En briguant de nouveau la mairie du Havre dans un contexte national tendu, Edouard Philippe défie le vote sanction et joue son poste de Premier ministre, mais aussi son avenir politique dans son propre fief.
Est-ce seulement pour exorciser ses craintes qu’Edouard Philippe martèle depuis des semaines que ces municipales seront pour lui, « humainement comme politiquement », « une élection difficile » ? Une ministre y verrait presque une coquetterie, soufflant que « c’est mieux d’être victorieux quand on s’est fait un peu peur avant ».
Car M. Philippe part favori dans son bastion, dont il est élu depuis 2001 et dont il fut maire de 2010 à 2017, avant de poser ses valises à Matignon.
Un récent sondage l’a d’ailleurs placé en tête au 1er tour avec 42 % des intentions de vote, loin devant ses concurrents, le communiste Jean-Paul Lecoq (25 %) et l’écologiste Alexis Deck (16 %).
Mais l’étude a été effectuée avant que le chef du gouvernement ne décide de déclencher l’article 49-3 pour la réforme des retraites, et avant aussi que la pandémie de coronavirus ne vienne bouleverser le quotidien des Français.
Elu au 1er tour en 2014 avec 52 % des voix, il est six ans plus tard mesuré avec 10 points de moins. D’où un optimisme raisonné de M. Philippe, qui sait qu’une défaite rendrait sa situation intenable à Matignon. « Est-il encore à 42 % ? », s’inquiète un proche.
Les incertitudes restent nombreuses dans cette campagne pour le candidat Philippe, happé par ses responsabilités nationales dont ont encore témoigné, samedi soir, ses annonces dramatiques de fermeture de tous les lieux non essentiels appelés à accueillir du public, dans le cadre de la stratégie d’endiguement de l’épidémie de coronavirus.
Ainsi, ses adversaires parviendront-ils à se coaliser au second tour pour tenter de le battre, en dépit de divergences profondes ?
Quel sera le niveau de participation dimanche, alors que l’abstention avait été extrêmement élevée en 2014 dans le port normand (53 %) ? Ses concurrents parviendront-ils à mobiliser les quartiers populaires pour provoquer un vote sanction ?
Tout en se défendant de vouloir « appuyer sur ce bouton-là », car « sinon on ne parle plus des Havrais », M. Lecoq glisse tout de même: « Edouard Philippe est au pouvoir depuis deux ans et les mauvais coups pleuvent ».

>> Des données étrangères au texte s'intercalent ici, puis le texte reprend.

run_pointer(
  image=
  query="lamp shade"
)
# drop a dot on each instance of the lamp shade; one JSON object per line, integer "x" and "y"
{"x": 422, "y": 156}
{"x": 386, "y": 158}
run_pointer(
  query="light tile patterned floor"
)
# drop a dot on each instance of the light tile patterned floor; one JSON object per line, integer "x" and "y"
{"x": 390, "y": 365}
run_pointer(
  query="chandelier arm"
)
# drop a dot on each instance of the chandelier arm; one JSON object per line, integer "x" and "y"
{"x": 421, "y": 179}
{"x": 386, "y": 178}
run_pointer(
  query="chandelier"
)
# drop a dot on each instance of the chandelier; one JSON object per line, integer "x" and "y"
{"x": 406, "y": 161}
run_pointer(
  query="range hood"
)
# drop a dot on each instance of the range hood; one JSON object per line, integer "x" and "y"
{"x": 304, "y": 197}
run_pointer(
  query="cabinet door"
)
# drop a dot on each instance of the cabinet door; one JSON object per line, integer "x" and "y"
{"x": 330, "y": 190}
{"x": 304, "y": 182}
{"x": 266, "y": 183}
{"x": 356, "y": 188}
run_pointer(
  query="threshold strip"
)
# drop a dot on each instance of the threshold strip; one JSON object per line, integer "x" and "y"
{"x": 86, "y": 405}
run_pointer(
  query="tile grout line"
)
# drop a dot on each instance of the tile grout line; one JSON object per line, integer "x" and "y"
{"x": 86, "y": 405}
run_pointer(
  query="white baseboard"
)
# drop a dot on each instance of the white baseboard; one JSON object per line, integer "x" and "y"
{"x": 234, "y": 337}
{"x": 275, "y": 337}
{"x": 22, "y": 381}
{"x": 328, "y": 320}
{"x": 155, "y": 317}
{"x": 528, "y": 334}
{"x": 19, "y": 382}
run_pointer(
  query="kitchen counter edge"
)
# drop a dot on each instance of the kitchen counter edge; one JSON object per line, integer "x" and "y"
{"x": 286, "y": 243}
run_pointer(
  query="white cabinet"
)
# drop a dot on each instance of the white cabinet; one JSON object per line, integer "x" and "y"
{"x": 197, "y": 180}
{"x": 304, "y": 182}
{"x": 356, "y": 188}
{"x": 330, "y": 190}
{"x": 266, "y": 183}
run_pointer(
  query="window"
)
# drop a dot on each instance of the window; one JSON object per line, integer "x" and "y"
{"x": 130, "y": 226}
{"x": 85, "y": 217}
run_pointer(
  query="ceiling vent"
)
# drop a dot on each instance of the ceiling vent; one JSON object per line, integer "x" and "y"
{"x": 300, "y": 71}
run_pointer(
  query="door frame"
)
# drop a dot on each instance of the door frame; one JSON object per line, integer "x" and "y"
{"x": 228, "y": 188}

« L’honneur d’être une cible »
En ville, les affichettes siglées CGT et « Gilets jaunes » poussent comme des champignons contre ce « candidat virtuel »: « votez contre Edouard Philippe pour sauver le Havre et la France », proclament-elles. Sa permanence de campagne a été taguée et caillassée, ses réunions publiques précédées de manifestations et de heurts.
« Il y a peut-être des gens qui ont envie de faire campagne sur des sujets nationaux au Havre, c’est leur droit. C’est pas mon choix », rétorque en retour M. Philippe, qui n’a eu de cesse de déminer le sujet sensible de sa double casquette.
Car s’il est élu, le Premier ministre laissera les commandes à l’actuel maire sortant, Jean-Baptiste Gastinne, et ne reprendra son fauteuil qu’une fois son bail à Matignon terminé. Reste à savoir comment sera perçue la manoeuvre par les Havrais.
« Ce n’est pas pour assurer mes arrières comme le disent certains », assure-t-il. « Professionnellement, une fois que j’aurai cessé d’être Premier ministre, ça va aller, je serai employable hein », ironise-t-il en petit comité.
Lui préfère parler de son attachement viscéral au Havre, « la ville où mon père est enterré, le père de mon père, le père du père de mon père ». Le seul endroit « où je peux envisager de me présenter au suffrage universel », jure-t-il, voyant dans le scrutin un moyen d’obtenir une nouvelle légitimation par les urnes.
Et puis « cela peut être utile d’avoir été Premier ministre quand on est maire d’une grande ville », sussure-t-il aussi, par exemple à l’heure où il faut choisir qui de Paris, Le Havre ou Rouen doit abriter le futur siège social des trois ports réunis…
En tout cas, M. Philippe sait que tout résultat en demi-teinte sera exploité politiquement, un proche pestant contre « ces députés bienveillants qui disent que c’est un désaveu s’il n’est pas élu au 1er tour ». Mais au Havre comme à Paris, « on n’abdique pas l’honneur d’être une cible », rétorque M. Philippe.